Make Them Beg for Death

Controlled chaos is what comes to mind when listening to Dying Fetus’ new album Make Them Beg for Death. The death metal band from Maryland lives up to their genre, delivering a relentless barrage of fury from beginning to end that will leave your head spinning and wondering what just happened. 

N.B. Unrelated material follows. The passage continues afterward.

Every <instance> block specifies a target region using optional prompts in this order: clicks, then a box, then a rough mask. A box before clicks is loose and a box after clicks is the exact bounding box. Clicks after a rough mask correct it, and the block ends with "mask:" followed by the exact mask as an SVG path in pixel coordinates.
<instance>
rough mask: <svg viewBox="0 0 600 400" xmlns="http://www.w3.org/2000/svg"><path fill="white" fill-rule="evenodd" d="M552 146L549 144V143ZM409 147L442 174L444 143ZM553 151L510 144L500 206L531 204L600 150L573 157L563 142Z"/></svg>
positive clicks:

Many of the songs on Make Them Beg for Death twist and turn, sweeping you up into the eye of a mad cyclone. “Compulsion for Cruelty” is a masterclass in how to show technical precision with your instrument while somehow making it all seem like it could combust at any second. Really, the whole album feels like that. It’s dangerous. Numerous breakdowns abound, often resulting in super heavy swings weighty enough to crush concrete. But it’s not just unabashed noise—Make Them Beg for Death is groove oriented. “Feast of Ashes,” “Undulating Carnage” and “Throw Them in the Van” bop, and aren’t only thrashing mayhem. The same can be said for “Unbridled Fury.” Everything can seem all over the place one second and magically come together the very next. The guys in Dying Fetus always land on their feet and find new grooves and melodies to sink their teeth into.

And the lyrics? Let’s just say no one is safe, including people obsessed with their phones in “When the Trend Ends,” as John Gallagher sings, “Imposters, posing puppets, human waste to rot away/Swarming and conforming, their phones never leave their face/Drag them to the altar of punishment/Spill their guts and left to abandonment.” In other words, get off your phone!